Thursday, February 19, 2009

Shilman - Statistical Visual Language

@INPROCEEDINGS{shilman2002statisticalVisual,
author = "Michael Shilman and Hanna Pasula and Stuart Russell and Richard Newton",
title = "Statistical visual language models for ink parsing",
booktitle = proc # aaai # "Spring Symposium on Sketch Understanding",
year = "2002",
pages = "126--132",
publisher = "AAAI Press",
abstract = "In this paper we motivate a new technique for automatic recognition of hand-sketched digital ink. By viewing sketched drawings as utterances in a visual language, sketch recognition can be posed as an ambiguous parsing problem. On this premise we have developed an algorithm for ink parsing that uses a statistical model to disambiguate. Under this formulation, writing a new recognizer for a visual language is as simple as writing a declarative grammar for the language, generating a model from the grammar, and training the model on drawing examples. We evaluate the speed and accuracy of this approach for the sample domain of the SILK visual language and report positive initial results."
}


Built on top of SILK (Landay et al) to extends its recognition capabilities. Low-level primitives are recognized with Rubine's algorithm and his features. Higher-level components are constructed from low-level primitives and visual constraints placed on them. Constraints include:
  1. Distance, DeltaX, DeltaY, Overlap - spatial relations
  2. Angle
  3. WidthRatio, HeightRatio - size relations
The constraints use hard-coded threshold ranges. The ranges are expressed as Gaussian distributions, giving p(feature | label). Here, a feature is a constraint, and the digital ink has a training label assigned to it. The priors p(feature) and p(label) are learned from data or derived empirically on a best-guess basis. The likelihood p(feature | label) is learned from training data. Labels are assigned to sketches based on the MAP criteria p(high-level label | features ^ low-level labels).
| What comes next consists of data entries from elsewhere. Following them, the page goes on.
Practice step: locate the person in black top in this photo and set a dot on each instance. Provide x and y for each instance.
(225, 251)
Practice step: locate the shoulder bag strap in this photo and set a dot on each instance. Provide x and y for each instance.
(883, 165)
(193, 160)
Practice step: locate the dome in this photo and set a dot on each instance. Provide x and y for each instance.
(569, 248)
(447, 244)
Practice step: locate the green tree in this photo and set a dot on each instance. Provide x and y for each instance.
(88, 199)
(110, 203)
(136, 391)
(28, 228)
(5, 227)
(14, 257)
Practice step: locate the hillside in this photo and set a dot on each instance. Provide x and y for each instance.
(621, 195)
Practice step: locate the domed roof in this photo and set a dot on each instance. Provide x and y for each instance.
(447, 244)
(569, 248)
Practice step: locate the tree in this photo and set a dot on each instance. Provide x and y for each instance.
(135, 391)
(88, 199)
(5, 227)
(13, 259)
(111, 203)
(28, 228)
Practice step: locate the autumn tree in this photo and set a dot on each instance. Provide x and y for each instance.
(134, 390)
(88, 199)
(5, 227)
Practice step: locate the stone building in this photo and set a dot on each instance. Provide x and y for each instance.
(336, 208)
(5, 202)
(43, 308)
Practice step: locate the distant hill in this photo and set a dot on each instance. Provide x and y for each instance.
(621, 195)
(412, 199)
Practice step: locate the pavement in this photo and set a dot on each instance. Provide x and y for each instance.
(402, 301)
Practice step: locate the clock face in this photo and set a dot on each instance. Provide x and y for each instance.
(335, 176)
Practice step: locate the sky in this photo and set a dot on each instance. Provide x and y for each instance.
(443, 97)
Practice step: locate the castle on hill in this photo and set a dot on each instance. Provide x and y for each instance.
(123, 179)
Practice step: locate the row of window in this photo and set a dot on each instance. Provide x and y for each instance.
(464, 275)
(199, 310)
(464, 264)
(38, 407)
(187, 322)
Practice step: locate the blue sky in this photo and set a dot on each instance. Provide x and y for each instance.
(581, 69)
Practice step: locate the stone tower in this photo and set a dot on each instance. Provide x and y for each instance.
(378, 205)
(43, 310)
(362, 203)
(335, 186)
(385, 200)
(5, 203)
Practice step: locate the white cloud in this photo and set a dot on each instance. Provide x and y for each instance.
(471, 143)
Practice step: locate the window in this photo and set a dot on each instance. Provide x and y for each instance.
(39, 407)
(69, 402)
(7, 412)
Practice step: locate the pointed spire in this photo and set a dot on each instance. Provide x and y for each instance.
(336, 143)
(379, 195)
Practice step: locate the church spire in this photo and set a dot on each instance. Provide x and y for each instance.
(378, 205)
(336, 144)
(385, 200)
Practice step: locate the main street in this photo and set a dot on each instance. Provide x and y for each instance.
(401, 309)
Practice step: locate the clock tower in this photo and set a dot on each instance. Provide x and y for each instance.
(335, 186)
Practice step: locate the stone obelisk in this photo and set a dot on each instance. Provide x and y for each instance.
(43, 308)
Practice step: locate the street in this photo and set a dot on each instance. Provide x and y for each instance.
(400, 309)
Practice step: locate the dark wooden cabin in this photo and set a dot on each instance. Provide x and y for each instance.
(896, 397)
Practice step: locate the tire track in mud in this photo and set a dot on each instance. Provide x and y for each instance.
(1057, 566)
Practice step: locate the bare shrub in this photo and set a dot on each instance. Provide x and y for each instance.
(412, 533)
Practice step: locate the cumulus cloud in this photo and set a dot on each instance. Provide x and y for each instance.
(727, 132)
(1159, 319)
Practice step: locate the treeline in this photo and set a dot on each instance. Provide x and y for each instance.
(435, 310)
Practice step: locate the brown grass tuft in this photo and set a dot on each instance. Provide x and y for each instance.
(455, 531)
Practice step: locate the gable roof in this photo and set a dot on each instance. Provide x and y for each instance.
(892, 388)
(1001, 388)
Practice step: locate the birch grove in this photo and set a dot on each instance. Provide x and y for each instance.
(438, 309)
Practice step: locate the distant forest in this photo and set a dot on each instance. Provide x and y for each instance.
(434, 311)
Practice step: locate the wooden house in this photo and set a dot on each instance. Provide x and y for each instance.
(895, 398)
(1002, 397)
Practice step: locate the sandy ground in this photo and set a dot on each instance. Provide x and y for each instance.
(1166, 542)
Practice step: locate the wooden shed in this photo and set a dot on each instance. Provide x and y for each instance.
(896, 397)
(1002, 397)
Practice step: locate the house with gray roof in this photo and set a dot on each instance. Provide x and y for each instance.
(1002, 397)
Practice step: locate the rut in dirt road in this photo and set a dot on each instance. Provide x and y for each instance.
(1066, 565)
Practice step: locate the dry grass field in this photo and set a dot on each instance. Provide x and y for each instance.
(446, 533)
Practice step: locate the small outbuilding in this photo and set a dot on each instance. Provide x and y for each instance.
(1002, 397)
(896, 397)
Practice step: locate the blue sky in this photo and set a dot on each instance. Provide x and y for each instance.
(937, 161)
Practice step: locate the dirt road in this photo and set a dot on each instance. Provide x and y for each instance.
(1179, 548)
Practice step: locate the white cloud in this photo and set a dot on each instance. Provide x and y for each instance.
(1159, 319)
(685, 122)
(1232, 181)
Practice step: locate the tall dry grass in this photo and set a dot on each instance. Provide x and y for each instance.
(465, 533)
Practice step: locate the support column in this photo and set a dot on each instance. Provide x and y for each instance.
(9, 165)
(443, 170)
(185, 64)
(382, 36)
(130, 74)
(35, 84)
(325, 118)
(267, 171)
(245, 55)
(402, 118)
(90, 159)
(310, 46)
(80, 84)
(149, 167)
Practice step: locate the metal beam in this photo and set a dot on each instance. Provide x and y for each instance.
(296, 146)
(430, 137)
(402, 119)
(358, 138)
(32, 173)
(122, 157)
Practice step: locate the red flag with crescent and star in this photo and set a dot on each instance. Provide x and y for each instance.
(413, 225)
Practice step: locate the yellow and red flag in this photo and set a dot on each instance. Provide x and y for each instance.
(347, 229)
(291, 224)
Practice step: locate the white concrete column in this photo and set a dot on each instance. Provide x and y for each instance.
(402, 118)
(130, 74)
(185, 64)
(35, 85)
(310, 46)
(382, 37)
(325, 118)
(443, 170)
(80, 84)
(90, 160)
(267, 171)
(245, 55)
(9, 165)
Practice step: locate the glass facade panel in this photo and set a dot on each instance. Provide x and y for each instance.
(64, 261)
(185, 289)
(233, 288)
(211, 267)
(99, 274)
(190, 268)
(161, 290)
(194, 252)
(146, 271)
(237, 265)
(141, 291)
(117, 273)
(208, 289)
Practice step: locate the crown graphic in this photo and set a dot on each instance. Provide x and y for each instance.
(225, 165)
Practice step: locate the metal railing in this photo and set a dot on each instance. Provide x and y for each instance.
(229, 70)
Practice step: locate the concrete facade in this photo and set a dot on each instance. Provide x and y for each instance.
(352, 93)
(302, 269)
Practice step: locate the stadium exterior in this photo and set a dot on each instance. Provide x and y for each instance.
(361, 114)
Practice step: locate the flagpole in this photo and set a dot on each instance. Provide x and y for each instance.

Rather than trying all possible sets of ink strokes to get the optimal set of features and low-level labels to compute the MAP criterion for, the authors propose a simple ink parsing algorithm. The algorithm takes a stroke at a time and only considers groupings that are relevant to the new symbol. The parse tree is pruned using cutoff values for the constraint posteriors.

The authors play with the threshold value and can ashieve a max of about 80% stroke-level accuracy and 90% stroke-level precision @ 3.